The European Innovation Council Fund, expected to total about 3 billion euros ($3.7 billion), is an effort to plug what the EU said Wednesday is a “critical” funding gap for breakthrough technologies to scale up to commercial levels and better compete with the U.S. and Asia.
It will combine grants and equity stakes to finance early-stage companies in so-called deep tech, such as health, sustainability and advanced manufacturing. Ownership will range between 10% and 25% of a company, with ticket sizes as much as 15 million euros, the EU said.
Traditional venture capital firms have smaller funds in Europe compared to the U.S., leading investors to take fewer risks, EU officials said. VCs also have a defined investment horizon, typically having to issue returns to investors within ten years.

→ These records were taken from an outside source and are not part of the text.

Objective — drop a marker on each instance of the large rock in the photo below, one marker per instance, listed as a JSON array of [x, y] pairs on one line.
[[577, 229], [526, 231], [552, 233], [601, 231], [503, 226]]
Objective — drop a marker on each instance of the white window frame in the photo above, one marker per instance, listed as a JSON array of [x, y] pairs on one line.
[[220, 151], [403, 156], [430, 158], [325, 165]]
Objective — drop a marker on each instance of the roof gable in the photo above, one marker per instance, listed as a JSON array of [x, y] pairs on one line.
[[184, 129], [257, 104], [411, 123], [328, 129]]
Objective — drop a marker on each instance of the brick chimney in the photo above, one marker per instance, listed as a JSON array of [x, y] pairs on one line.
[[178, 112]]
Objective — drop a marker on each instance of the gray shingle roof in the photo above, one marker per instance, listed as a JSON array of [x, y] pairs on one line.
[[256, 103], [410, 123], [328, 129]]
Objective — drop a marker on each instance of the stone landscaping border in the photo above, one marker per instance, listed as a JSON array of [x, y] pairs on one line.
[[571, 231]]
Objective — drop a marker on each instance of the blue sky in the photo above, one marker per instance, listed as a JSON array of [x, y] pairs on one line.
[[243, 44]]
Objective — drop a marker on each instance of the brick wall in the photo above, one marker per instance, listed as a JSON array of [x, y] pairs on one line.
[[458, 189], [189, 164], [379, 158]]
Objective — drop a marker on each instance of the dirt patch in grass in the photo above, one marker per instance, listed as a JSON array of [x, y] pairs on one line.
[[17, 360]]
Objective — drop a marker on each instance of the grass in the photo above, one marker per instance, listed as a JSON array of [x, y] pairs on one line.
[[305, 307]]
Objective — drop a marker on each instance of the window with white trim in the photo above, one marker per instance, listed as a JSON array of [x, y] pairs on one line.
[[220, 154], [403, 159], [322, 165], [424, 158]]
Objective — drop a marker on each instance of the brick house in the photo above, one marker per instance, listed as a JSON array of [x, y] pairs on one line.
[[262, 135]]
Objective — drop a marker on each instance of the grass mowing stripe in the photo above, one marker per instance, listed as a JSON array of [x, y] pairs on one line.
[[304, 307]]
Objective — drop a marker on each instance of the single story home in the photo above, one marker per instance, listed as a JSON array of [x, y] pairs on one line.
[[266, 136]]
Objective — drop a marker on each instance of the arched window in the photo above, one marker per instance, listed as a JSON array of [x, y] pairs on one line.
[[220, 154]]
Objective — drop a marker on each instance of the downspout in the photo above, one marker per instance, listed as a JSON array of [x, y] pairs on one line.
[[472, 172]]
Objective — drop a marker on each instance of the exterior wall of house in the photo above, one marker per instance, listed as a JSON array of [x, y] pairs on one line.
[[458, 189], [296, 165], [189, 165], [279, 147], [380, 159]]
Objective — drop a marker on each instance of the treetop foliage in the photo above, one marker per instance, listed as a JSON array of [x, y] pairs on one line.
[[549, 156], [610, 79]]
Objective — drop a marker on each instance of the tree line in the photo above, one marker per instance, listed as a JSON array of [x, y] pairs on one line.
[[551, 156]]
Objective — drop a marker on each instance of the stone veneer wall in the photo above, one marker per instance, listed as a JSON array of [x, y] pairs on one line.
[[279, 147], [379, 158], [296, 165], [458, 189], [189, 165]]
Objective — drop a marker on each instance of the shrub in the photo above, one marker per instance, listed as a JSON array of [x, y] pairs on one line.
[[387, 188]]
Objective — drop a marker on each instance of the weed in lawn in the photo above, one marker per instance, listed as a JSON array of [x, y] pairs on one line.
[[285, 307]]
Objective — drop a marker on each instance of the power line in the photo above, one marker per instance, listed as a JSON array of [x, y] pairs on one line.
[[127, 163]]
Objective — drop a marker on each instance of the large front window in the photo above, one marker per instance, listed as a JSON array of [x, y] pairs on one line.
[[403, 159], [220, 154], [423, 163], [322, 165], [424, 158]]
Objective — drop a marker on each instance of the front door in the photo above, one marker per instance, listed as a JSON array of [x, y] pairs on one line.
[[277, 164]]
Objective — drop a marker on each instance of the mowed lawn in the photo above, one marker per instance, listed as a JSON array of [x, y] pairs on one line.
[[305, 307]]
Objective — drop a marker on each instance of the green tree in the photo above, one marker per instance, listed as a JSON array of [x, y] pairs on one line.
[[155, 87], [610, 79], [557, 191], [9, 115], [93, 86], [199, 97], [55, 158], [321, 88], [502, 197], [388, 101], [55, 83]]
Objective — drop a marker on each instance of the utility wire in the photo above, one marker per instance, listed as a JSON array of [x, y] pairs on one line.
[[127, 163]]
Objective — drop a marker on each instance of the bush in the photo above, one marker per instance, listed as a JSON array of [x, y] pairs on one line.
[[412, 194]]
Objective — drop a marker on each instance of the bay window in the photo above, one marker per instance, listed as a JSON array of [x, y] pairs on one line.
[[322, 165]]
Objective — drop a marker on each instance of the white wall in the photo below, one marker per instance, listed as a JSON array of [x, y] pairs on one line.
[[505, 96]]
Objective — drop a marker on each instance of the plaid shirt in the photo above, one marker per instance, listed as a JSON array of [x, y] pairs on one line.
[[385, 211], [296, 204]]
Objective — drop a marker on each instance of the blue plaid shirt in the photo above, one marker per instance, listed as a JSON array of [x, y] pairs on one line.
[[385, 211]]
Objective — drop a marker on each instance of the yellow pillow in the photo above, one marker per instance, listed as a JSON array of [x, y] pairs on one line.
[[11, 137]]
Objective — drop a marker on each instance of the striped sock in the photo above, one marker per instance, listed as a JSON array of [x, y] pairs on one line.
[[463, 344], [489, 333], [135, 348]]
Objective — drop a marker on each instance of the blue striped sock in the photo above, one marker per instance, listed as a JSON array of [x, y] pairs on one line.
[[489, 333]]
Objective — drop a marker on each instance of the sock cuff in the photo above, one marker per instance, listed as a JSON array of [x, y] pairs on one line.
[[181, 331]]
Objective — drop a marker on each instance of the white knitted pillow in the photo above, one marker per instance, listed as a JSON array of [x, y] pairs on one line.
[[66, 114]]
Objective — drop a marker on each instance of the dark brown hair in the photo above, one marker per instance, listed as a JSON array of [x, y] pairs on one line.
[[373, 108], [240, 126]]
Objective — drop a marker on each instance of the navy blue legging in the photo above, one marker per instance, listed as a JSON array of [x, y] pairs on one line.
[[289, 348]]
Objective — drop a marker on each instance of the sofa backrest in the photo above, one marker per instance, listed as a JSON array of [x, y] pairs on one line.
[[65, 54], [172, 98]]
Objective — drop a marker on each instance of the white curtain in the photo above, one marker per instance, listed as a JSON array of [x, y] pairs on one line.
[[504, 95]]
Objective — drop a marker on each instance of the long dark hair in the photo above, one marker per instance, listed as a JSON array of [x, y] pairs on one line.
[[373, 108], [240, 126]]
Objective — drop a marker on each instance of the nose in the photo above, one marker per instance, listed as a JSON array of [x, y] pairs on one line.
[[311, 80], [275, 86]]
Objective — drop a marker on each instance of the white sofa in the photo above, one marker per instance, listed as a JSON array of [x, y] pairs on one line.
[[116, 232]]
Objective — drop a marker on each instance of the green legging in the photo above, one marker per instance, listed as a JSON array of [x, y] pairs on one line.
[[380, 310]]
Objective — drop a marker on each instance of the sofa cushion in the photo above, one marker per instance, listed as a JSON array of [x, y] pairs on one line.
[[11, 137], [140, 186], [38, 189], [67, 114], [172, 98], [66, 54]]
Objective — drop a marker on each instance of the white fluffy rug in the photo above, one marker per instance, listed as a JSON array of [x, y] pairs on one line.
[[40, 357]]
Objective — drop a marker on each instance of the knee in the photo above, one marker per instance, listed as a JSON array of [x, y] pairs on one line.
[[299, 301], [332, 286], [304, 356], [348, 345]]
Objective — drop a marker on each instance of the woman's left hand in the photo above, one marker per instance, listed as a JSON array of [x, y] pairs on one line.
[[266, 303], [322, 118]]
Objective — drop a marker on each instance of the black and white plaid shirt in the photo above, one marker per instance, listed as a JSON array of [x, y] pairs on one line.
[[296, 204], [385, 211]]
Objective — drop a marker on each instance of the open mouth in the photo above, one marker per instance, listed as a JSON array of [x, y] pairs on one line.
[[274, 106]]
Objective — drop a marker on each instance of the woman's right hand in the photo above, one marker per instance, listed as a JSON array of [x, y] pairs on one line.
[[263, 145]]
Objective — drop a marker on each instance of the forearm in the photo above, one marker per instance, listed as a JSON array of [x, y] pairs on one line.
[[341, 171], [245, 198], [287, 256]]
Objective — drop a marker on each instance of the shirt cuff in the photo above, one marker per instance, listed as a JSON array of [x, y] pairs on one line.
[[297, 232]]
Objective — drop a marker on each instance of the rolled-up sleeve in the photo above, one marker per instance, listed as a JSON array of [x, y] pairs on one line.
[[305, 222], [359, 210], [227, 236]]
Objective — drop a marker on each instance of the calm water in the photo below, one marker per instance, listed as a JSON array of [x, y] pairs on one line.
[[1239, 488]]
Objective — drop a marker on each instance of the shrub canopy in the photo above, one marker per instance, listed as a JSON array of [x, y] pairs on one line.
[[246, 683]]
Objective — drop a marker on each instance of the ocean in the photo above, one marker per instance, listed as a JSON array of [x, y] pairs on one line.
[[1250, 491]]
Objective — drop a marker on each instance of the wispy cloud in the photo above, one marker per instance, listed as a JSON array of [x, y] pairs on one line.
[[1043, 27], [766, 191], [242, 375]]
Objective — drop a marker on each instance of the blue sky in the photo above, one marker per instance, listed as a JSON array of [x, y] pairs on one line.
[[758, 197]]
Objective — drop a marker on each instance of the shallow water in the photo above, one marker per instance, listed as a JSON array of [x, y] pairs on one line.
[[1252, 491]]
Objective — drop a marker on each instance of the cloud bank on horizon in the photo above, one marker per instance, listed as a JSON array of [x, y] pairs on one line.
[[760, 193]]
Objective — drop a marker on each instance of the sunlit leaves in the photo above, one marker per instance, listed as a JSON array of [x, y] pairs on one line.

By directly financing scientific breakthroughs until they become viable for traditional investors, EU officials say the funding will derisk the investments and thereby attract other investors.
The EU currently puts money into tech companies through grants from the commission and via the European Investment Fund, which invests in venture capital firms. While the EU won’t divert funds away from venture capital firms under its new budget, the move allows it to bypass those investors, along with their fees, to boost early-stage firms.
The EU fund’s first round of investments included a 15 million euro investment into the French startup CorWave, which develops a device to help people with advanced heart failure.